At the writing of this book in 1992, Bloom lamented that the good ol' days of Mullins' style Southern Baptist life were coming to an end with the coming fundamentalist takeover. He has many choice epithets for the fundamentalists who took over and "ruined" the SBC. His favorite is to call them "know nothings." By this he is referring to folks like W. A. Criswell, Paul Pressler, Bailey Smith and others who were architects of the fundamentalist resurgence. He claims that they are all anti intellectuals who trumpet inerrancy while at the same time forsaking the actual reading of the Bible. He contrasts them with Machen, for whom he has a grudging admiration, much like Mencken. While I would concur that these guys are dwarves compared to Machen, the fact is that they are (however imperfectly) men of Biblical conviction who simply wanted to see their beloved denomination return to its Biblical roots. Mullins laid the foundation for the SBC's drift away from Scripture, these folks pulled it back.

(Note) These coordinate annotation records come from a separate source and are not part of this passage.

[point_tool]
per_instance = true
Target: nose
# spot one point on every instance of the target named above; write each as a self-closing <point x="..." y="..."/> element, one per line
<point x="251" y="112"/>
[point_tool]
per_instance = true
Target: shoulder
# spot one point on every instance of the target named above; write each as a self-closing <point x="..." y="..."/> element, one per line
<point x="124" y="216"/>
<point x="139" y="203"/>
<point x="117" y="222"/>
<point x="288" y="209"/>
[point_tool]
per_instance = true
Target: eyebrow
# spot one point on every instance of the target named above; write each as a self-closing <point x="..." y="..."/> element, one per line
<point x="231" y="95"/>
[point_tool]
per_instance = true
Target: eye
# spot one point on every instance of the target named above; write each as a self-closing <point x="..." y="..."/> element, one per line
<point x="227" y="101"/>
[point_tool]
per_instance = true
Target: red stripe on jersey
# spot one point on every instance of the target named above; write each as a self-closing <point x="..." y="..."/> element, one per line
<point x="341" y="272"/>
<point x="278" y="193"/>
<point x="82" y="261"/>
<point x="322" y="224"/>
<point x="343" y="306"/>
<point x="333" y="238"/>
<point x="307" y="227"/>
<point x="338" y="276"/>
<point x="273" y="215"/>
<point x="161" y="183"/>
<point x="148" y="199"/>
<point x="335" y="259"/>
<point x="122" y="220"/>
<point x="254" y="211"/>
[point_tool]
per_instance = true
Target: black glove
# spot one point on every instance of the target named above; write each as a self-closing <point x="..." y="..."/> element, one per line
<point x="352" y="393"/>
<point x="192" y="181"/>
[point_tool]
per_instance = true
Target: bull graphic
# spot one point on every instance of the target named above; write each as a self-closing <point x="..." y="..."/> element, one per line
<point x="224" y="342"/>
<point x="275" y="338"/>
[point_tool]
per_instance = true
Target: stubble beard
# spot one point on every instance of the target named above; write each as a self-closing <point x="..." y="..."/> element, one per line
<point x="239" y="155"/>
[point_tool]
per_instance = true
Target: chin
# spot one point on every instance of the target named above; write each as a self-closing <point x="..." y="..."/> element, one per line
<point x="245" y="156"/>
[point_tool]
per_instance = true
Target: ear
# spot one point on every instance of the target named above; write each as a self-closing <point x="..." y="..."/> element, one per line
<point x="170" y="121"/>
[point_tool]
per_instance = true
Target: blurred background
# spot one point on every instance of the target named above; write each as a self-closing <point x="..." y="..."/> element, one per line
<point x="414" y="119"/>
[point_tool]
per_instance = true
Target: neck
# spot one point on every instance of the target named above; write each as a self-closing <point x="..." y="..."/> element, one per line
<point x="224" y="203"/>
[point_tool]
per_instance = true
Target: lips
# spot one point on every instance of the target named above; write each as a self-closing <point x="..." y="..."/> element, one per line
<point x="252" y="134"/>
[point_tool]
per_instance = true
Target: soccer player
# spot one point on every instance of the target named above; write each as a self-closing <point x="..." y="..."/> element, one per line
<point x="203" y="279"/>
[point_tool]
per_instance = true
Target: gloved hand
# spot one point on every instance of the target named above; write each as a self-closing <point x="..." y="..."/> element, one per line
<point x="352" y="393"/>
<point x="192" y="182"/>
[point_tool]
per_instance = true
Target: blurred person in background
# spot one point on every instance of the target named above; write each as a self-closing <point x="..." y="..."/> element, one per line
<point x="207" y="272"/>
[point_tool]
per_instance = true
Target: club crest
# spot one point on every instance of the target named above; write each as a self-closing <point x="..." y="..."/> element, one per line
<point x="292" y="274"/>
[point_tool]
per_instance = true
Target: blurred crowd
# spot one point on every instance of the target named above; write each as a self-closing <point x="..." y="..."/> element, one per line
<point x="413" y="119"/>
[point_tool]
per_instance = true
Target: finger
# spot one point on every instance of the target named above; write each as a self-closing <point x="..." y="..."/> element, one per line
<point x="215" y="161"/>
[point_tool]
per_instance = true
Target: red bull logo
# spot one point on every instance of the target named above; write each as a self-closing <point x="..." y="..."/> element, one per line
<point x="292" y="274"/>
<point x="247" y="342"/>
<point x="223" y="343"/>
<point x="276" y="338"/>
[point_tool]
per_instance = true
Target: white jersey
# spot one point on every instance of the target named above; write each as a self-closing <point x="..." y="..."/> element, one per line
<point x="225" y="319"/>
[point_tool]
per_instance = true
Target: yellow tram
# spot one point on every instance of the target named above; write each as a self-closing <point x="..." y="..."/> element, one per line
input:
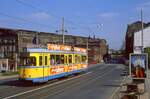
<point x="41" y="65"/>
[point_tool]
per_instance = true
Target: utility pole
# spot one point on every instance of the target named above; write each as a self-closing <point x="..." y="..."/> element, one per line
<point x="87" y="48"/>
<point x="142" y="30"/>
<point x="63" y="30"/>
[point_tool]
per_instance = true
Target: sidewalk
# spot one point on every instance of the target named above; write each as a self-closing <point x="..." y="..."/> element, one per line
<point x="122" y="89"/>
<point x="7" y="77"/>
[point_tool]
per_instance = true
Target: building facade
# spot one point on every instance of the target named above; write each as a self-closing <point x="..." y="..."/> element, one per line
<point x="14" y="41"/>
<point x="129" y="39"/>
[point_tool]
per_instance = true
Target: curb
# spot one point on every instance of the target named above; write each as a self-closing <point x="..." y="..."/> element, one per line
<point x="8" y="77"/>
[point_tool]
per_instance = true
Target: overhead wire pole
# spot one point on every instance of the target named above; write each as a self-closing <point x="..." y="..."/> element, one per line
<point x="63" y="30"/>
<point x="142" y="44"/>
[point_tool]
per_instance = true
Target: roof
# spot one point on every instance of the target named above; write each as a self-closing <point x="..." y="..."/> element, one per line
<point x="44" y="50"/>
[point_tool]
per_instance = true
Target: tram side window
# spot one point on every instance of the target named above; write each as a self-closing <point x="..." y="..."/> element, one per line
<point x="77" y="59"/>
<point x="58" y="59"/>
<point x="62" y="59"/>
<point x="45" y="60"/>
<point x="40" y="60"/>
<point x="28" y="61"/>
<point x="52" y="59"/>
<point x="33" y="61"/>
<point x="84" y="59"/>
<point x="70" y="59"/>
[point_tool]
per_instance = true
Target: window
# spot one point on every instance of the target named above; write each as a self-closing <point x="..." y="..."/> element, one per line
<point x="62" y="59"/>
<point x="77" y="59"/>
<point x="84" y="59"/>
<point x="70" y="59"/>
<point x="52" y="59"/>
<point x="58" y="59"/>
<point x="40" y="60"/>
<point x="28" y="61"/>
<point x="45" y="60"/>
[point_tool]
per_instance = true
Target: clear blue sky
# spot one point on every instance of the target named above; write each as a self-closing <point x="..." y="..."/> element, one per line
<point x="107" y="19"/>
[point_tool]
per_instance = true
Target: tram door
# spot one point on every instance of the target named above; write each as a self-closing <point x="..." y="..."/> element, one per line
<point x="66" y="62"/>
<point x="43" y="63"/>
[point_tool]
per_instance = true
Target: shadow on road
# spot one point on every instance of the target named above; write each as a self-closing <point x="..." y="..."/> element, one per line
<point x="19" y="83"/>
<point x="111" y="85"/>
<point x="22" y="83"/>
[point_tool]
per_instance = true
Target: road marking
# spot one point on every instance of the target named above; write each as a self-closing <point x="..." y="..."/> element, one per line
<point x="46" y="86"/>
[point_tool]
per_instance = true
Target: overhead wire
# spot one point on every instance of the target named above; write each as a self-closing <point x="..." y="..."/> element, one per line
<point x="24" y="20"/>
<point x="57" y="17"/>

Bloom's vision of Christianity is that it should be gnostic. Sadly, his critique of the SBC, pre-takeover, fits with evangelicalism at large. By and large, evangelicalism values the individual over the church, and experience over truth. These things all have more in commmon with ancient gnosticism than Biblical Christianity. I don't think that the SBC has made its way all the way out of gnosticism, but I have some biases that lead me to think that. I am hoping that the Reformed vision of men like Al Mohler, Tom Nettles, Tom Aschol, Ernest Reisinger, Don Whitney and others will one day come to dominate the SBC. At this point the SBC has largely re-affirmed its commitment to the inerrancy of Scripture. I am not sure that it has moved completely away from the idea of "soul competency," as defined by Mullins (a thought just occurred to me - what effect would the presence of indwelling sin have on "soul competency" in the eyes of Mullins and his followers?). Maybe it has, I would be interested to hear from any Southern Baptists on that matter. But, I think that a return to its Reformed roots would be the most beneficial thing that could happen to the SBC in bringing it out of its gnostic captivity.